I want to make it clear that I was neither endorsing nor defending McDonald's when I wrote the Big Mac entry. (I have to link to it? Oh, just go back two entries, for heaven's sake.)
On the contrary, I think McDonald's has a lot to answer for. I don't even like most of their food, as I think I noted. But I can dislike them and still admire their infrastructure, their ruthless efficiency and ability to achieve standardization.
Standardization is hard. You can argue, as Heather did in email, that it's not really a goal worth fighting for - and I don't disagree - but if you do want it, it almost always proves tricky to achieve. You have to admire the ability to get it, even if that ability is turned to bad ends.
To use a more shocking (and polarizing) example, I have been reading some World War II history. In the section of my current book dealing with the causes of WWII, and the years just prior to it, author John Keegan points out that after Hitler assumed the chancellorship of Germany in 1933
What followed was one of the most remarkable and complete economic, political, and military revolutions ever carried out by one man in a comparable space of time. Between 30 January 1933 and 7 March 1936 he effectively restored German prosperity, destroyed not only opposition but the possibility of opposition to his rule, re-created, in a spectacularly expanded German army, the principal symbol of the nation's pride in itself, and used this force to abrogate the oppressive treaties defeat had imposed on the nation while he was still a humble soldier.
I am no fan of Nazis or Hitler, a statement which should be obvious, but I will make it anyway because those two words are still so charged, fifty-plus years after the fact. Nonetheless, I am perfectly capable of admiring that ruthless efficiency, even as I decry the ends it was used to achieve. This is not a paradox.

Last night I went to see the Boston Pops Christmas program, and I suddenly realized that - when it comes to compositions for full orchestra - I may be a bit of a snob. Actually, I think I just have very specific tastes. (The former statement is the latter's evil twin, you'll note.)
What junk!
There were three really excellent pieces: "Jesu, Joy of Man's Desiring" (remember: There Is No Bad Bach), a fast Bizet piece I don't recall the name of (which had only the slimmest of connections to Christmas), and parts of the Duke Ellington jazz/swing reinvention of the Nutcracker Suite, arranged for orchestra - a really good joke for people who know the Tchaikovsky backwards and forwards.
The rest of it was done by what I call "the Hollywood school" of composing - mostly horrid contemporary Christmas songs, horridly arranged for orchestra.
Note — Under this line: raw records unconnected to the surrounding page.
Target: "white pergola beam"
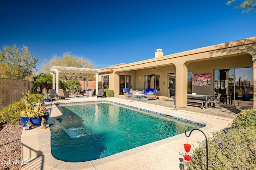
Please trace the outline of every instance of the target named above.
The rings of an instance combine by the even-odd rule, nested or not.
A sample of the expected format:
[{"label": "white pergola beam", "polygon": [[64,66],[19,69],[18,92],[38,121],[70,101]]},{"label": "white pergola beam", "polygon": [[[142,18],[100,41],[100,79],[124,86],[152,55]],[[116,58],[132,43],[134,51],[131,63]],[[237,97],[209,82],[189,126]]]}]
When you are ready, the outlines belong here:
[{"label": "white pergola beam", "polygon": [[56,92],[59,94],[59,76],[60,75],[67,75],[72,76],[84,76],[87,74],[96,74],[95,82],[96,94],[98,93],[98,75],[100,72],[99,69],[78,67],[63,67],[54,66],[50,70],[50,73],[53,74],[52,88],[54,84],[54,75],[56,74]]}]

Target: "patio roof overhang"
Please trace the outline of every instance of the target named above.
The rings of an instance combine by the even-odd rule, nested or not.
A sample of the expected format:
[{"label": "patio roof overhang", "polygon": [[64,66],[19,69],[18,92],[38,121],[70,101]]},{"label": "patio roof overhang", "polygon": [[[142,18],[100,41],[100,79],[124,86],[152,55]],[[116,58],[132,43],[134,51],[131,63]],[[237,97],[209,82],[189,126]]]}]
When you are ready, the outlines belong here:
[{"label": "patio roof overhang", "polygon": [[[54,66],[50,69],[50,73],[52,75],[52,88],[55,88],[55,76],[56,76],[56,92],[59,93],[59,76],[67,75],[83,76],[87,74],[96,74],[96,82],[98,82],[98,74],[100,70],[98,69],[78,67]],[[98,83],[96,84],[96,94],[98,94]]]}]

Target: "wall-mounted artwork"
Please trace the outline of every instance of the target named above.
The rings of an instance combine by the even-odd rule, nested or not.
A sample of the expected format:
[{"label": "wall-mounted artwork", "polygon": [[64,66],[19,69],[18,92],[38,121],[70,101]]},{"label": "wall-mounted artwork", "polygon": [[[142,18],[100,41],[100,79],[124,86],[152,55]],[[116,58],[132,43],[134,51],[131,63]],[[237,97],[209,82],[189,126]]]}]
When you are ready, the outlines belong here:
[{"label": "wall-mounted artwork", "polygon": [[195,74],[194,82],[194,86],[211,86],[211,73]]}]

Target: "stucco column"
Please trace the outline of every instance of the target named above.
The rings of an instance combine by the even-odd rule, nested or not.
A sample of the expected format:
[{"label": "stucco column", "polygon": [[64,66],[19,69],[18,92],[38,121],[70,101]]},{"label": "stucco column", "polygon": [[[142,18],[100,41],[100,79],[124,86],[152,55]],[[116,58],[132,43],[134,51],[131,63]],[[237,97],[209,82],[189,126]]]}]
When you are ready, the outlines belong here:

Even when they did good Christmas songs - i.e. ones before about 1900 - the full-orchestra arrangement drowned out all the fun.
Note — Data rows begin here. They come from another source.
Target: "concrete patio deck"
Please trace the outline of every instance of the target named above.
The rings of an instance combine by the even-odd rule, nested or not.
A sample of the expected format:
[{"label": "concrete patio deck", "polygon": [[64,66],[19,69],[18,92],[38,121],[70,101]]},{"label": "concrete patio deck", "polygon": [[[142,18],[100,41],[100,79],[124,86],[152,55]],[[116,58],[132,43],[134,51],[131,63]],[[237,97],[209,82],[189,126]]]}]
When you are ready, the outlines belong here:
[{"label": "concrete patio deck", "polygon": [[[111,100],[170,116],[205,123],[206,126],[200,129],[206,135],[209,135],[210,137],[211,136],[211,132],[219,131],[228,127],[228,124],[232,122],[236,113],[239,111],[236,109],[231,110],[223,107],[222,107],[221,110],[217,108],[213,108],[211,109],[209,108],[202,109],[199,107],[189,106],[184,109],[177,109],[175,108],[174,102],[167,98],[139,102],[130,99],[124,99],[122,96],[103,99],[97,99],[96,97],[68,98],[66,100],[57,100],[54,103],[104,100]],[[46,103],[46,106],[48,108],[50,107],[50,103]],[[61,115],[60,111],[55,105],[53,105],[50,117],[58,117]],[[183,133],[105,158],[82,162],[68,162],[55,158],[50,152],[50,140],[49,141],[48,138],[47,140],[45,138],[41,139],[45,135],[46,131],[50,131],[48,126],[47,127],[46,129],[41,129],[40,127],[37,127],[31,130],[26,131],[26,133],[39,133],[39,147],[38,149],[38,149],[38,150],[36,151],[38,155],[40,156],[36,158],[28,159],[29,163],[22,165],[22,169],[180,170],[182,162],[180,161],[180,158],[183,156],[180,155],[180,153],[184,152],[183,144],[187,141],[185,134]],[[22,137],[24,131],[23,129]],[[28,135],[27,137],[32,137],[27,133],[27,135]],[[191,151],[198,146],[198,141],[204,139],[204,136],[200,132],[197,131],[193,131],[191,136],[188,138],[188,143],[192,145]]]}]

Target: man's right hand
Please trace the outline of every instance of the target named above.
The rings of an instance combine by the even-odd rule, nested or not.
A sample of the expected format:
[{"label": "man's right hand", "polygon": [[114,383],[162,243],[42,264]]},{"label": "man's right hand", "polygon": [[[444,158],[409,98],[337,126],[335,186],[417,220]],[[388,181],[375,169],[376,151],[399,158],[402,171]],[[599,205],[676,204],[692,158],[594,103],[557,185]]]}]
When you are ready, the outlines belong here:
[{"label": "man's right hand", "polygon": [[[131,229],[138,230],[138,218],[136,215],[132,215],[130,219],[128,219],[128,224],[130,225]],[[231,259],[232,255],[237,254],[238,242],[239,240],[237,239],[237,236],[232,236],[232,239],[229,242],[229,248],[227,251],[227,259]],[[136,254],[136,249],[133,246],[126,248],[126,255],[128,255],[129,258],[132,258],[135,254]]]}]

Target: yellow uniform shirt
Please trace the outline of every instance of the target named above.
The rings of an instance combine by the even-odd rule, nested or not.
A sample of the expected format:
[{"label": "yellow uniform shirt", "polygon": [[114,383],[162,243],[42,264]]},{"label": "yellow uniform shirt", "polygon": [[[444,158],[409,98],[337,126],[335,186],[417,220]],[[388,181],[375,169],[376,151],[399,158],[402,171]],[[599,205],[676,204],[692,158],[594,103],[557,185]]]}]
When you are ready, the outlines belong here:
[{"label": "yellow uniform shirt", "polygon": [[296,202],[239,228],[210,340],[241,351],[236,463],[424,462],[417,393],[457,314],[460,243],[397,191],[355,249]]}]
I think that putting the Bach and Bizet on the program was a mistake; it made the rest look worse by comparison. This was my first Pops (aside from glimpses on public television) and I hope it's not representative ... but I suspect it is. So if I ever go back to Symphony Hall, it's likely to be for the actual Symphony.
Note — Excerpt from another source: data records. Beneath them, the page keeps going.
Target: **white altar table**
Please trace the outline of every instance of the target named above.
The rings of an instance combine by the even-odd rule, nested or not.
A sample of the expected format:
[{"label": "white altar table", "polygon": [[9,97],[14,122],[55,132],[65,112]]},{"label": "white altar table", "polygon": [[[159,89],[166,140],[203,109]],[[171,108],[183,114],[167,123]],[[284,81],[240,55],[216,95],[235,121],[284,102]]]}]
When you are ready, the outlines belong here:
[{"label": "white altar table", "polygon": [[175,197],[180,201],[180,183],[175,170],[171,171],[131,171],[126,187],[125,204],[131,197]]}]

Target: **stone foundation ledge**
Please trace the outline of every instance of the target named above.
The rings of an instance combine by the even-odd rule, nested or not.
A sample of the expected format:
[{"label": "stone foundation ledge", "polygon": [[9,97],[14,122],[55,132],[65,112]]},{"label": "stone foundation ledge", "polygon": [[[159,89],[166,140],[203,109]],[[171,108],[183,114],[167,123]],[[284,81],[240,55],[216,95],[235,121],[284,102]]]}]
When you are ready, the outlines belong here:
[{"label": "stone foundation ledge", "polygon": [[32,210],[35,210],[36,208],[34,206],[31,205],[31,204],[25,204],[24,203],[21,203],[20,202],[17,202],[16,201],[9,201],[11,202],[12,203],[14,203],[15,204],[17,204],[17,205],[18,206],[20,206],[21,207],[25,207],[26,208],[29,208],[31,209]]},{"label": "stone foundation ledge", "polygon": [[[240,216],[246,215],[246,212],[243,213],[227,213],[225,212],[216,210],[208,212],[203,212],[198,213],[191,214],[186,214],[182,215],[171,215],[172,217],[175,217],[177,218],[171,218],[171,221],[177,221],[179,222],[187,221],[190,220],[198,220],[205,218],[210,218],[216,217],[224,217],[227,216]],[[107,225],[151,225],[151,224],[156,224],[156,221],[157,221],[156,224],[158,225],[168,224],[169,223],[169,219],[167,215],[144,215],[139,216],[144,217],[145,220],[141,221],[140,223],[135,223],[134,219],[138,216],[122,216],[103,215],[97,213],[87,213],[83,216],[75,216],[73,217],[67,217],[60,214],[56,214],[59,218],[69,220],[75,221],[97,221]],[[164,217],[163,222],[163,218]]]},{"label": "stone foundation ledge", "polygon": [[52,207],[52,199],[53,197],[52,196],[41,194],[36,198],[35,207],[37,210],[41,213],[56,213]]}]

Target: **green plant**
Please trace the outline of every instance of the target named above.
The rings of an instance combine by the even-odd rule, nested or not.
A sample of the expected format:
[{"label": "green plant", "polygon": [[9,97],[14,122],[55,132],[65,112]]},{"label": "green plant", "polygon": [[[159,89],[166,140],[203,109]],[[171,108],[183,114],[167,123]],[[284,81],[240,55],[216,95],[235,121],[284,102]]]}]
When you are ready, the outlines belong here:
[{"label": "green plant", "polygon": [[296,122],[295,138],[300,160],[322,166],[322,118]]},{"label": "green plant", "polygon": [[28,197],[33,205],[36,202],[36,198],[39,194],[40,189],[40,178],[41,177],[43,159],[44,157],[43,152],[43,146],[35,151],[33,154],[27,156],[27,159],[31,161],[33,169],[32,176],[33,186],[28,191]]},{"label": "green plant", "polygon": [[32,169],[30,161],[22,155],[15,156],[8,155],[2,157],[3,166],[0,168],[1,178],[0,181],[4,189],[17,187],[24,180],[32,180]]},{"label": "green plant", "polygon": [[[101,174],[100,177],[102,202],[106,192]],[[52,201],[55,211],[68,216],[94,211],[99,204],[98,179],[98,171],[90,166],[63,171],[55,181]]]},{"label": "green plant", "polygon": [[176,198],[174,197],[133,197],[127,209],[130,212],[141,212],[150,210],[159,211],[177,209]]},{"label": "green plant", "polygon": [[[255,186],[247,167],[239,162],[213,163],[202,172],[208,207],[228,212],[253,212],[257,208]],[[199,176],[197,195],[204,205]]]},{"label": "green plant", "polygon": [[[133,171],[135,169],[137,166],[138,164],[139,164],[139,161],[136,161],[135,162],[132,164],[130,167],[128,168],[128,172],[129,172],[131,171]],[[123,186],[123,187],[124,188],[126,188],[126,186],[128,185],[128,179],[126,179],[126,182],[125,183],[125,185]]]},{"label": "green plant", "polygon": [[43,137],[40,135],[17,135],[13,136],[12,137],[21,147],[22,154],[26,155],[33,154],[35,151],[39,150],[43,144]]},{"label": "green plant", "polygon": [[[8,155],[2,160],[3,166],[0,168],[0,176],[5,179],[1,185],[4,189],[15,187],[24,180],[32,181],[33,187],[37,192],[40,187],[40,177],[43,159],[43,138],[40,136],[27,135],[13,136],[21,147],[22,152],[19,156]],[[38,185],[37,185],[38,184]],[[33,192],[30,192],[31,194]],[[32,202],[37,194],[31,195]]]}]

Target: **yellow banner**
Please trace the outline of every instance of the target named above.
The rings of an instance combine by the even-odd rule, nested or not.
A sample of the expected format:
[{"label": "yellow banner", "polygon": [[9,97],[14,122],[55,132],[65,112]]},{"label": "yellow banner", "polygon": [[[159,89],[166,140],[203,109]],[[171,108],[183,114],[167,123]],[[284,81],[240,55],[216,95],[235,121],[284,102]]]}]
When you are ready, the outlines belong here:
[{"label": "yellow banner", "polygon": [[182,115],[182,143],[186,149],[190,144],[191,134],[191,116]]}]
I like popular music, of course, but I guess that a part of me believes that after a certain time - say, the death of Spike Jones in the early 1950's - popular music was no longer in a format where a full orchestra was the correct medium to play it. (I also do not consider most latter-day orchestral composers to be "popular music," given that I and the average Philistine-on-the-street can barely name any.)

I was catching up a little today on my long-neglected journal reading and I found this comment from Shmuel:
Columbine, incidentally, is annoyed about the fact that, as she puts it, the [Harry Potter] books have been translated from British to American. For some reason, she finds it offensive that an American publisher, in accepting a book for publication in America, would not immediately throw its style guide out the window, but would instead insist on printing the thing in (shudder) American English. The horror.
Yes, the horror indeed! You see, I believe that once a book has been published in the English language, the time for style edits is past. There should be no such thing as an "American edition" or "UK edition" - only an English-language edition, and if that edition happens to contain idiom of the writer's home nation, tough luck.
Put another way, Shmuel: Suppose I wrote a book with heavy Cajun Louisiana idiom and it was published by a small press in that state. Later a major U.S. publisher decides to pick the book up and distribute it nationally - "but these half-French phrases have got to come out," the editor says, "no one in New England will understand them." I'd be raw-ther peeved. Wouldn't you in the same situation? Can you imagine any of the excellent writers who use Yiddish idiom heavily being forced to curb their tongue for the benefit of the goyim?